Well, I'm sorry she'd be alone. It would be hard on her for a while. But the world doesn't revolve around K, and the needs of seven other people are involved as well. And if Mom is to be properly cared for, all seven would be better off in Oregon. Besides, K has friends, who should be able to keep her from getting too lonely, and she has a good salary and a lot of days off to come visit anytime she wants. Yet she refuses the obvious solution. Because it would be hard on her.

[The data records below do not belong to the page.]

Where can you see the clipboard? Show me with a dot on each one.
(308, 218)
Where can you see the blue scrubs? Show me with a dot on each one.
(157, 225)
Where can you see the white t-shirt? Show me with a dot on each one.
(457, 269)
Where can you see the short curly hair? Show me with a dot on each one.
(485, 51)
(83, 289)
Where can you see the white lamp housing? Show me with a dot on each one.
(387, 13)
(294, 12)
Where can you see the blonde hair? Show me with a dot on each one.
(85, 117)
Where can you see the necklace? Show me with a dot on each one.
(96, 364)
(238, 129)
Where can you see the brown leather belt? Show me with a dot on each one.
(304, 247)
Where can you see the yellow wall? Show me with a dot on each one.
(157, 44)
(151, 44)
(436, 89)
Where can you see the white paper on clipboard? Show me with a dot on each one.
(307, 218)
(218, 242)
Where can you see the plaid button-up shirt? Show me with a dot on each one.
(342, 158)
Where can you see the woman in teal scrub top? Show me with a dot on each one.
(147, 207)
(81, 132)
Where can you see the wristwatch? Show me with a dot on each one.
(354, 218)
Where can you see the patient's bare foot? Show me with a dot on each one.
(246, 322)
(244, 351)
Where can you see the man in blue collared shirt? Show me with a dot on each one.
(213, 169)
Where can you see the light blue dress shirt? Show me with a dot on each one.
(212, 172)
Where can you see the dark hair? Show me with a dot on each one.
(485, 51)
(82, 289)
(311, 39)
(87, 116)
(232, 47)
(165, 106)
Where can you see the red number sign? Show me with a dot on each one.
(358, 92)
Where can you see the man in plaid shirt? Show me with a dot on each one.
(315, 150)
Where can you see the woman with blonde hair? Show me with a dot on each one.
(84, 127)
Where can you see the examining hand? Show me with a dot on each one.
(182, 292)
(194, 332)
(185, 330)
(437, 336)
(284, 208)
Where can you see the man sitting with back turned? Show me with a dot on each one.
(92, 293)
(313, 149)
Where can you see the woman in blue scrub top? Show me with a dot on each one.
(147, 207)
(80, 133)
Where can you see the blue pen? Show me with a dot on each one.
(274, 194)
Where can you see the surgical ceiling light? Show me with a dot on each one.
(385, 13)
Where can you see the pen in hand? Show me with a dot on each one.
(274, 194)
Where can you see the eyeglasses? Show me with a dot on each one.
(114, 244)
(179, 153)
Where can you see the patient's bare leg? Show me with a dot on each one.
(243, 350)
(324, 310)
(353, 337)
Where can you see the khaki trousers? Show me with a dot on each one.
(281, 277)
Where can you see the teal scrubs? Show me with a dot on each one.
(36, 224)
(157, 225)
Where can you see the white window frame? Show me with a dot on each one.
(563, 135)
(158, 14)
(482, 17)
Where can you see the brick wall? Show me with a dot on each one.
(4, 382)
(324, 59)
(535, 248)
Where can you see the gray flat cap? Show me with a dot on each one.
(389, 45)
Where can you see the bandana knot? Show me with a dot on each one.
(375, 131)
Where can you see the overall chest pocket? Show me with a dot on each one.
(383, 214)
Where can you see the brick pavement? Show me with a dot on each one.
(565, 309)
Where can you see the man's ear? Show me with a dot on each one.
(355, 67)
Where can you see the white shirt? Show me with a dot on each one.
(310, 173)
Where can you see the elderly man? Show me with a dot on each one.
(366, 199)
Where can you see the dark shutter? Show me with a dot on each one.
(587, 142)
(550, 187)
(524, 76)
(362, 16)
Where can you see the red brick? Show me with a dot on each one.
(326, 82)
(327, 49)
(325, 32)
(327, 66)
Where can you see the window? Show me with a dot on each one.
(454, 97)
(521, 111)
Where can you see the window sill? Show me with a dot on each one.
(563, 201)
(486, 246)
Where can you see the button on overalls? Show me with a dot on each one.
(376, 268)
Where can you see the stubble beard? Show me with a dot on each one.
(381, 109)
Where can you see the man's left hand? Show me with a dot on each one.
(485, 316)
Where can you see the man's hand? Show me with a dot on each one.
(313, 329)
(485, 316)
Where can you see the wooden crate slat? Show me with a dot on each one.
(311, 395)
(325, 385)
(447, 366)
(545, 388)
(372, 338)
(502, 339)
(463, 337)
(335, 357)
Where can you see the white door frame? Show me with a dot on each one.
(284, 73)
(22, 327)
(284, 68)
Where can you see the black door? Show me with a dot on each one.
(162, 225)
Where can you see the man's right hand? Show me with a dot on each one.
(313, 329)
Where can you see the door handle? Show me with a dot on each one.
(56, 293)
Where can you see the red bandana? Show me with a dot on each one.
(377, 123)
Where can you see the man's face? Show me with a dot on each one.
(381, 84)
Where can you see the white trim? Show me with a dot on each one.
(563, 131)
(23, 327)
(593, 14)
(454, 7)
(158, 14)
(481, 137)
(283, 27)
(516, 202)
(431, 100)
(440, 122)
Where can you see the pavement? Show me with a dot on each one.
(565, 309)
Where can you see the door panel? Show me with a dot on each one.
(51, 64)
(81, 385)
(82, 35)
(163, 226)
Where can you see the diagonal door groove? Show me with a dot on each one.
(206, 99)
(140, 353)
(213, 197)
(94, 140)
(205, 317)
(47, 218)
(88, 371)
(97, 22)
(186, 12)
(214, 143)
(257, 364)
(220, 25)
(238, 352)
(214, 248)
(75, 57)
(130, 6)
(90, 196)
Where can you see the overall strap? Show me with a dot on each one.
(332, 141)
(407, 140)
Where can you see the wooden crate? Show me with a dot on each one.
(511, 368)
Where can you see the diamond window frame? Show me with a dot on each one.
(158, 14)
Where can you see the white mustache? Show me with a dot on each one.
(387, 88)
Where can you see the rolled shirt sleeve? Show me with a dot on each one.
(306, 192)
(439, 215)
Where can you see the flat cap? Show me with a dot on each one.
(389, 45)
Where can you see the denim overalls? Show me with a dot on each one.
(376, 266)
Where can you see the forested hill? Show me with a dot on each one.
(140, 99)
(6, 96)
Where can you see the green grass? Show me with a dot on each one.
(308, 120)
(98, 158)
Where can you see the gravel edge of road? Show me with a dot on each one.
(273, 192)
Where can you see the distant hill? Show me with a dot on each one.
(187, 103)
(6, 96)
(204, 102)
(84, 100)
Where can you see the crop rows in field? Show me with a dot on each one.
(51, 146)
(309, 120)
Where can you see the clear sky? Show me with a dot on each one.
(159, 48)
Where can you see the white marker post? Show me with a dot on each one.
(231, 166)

Before I left to come back home, my mom said, "I don't know what I'm going to do on Tuesday after you leave." It broke my heart. Because what I want most is for her to never have to think that again, to never wonder again if she'll get all the help she needs. And I -- we, I mean -- could give that to her. If only they'd let us. But they won't.


  1. if she is anywhere close to Burbank at all I'd be proud to go hang out with your Moms and comb her hair and do her nails and read some books or watch Movies (on the laptop).

    I understand the long distance family being ill and it breaking your heart.

    I lost my Gramma not to long ago. I was here in So. Cal. and she was in Texas. it was horrible.

  2. I have a similar experience with my aunt and grandma right now. I don't believe that my aunt wants to be close to grandma or care for her, she just wants to live in a much bigger house than she could ever afford on her own. I fear for the day when grandma actually needs someone to be there for her.

  3. Wow Mayren, that's so nice of you, I don't know what to say. Unfortunately, Mom lives way out in Victorville, and she's not really comfortable with people she doesn't know, so it wouldn't be practical, but thank you so much for the thought.

    Andrea, and if your aunt is anything like my sister, she probably doesn't even like living with your grandma very much, nor actually enjoy the house itself. Sigh.